El anuncio, que sigue al rechazo a la renuncia de Mesa por parte del Congreso la semana pasada, polarizó nuevamente al país, enfrascado ahora en un debate sobre la constitucionalidad y pertinencia política del pedido presidencial de anticipar las elecciones.
El Congreso acordó sesionar de modo extraordinario el jueves para abordar la crisis boliviana y es altamente probable que desestime el planteo del mandatario por carecer de sustento jurídico-constitucional.
Tanto la Iglesia Católica como la comunidad internacional llamaron en tanto a la unidad de los bolivianos.
La situación política tomó, sin embargo, otro rumbo con la aprobación por la Cámara de Diputados de una ley de hidrocarburos, que el mandatario anticipó que vetará, y que posibilitó el inmediato cese de los cortes de ruta en el centro del país.

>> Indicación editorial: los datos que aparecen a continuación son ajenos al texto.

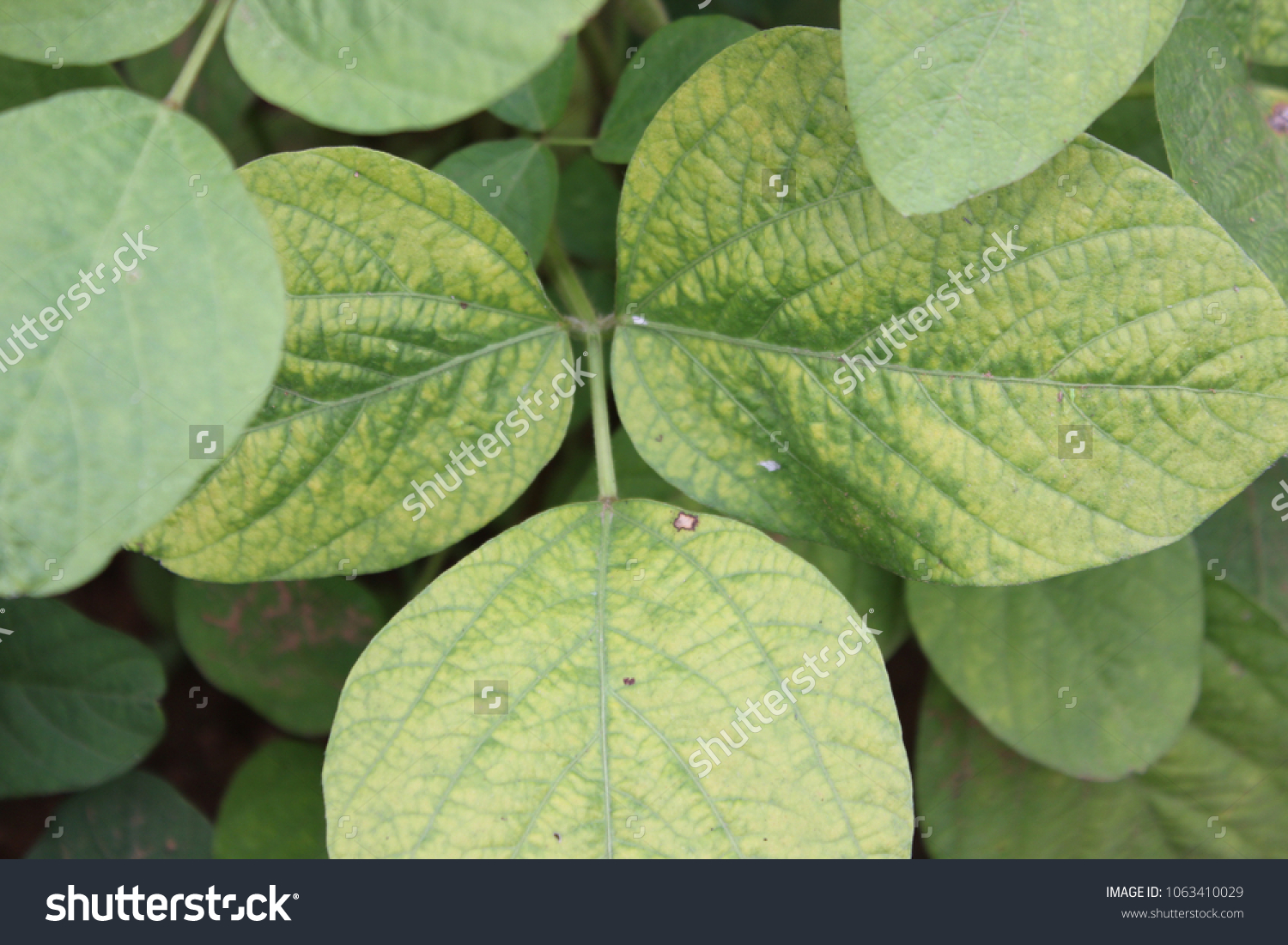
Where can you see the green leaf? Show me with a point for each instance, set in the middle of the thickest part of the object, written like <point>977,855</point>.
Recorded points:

El proyecto, que modifica una iniciativa de Mesa, establece en 18 por ciento las regalías que deben pagar las petroleras y les fija un 32 por ciento de impuestos “no deducibles ni compensables”, dijo el presidente de la cámara baja, Mario Cossío.
“Sin ningún riesgo de evasión impositiva y sin ningún riesgo de fraude”, explicó.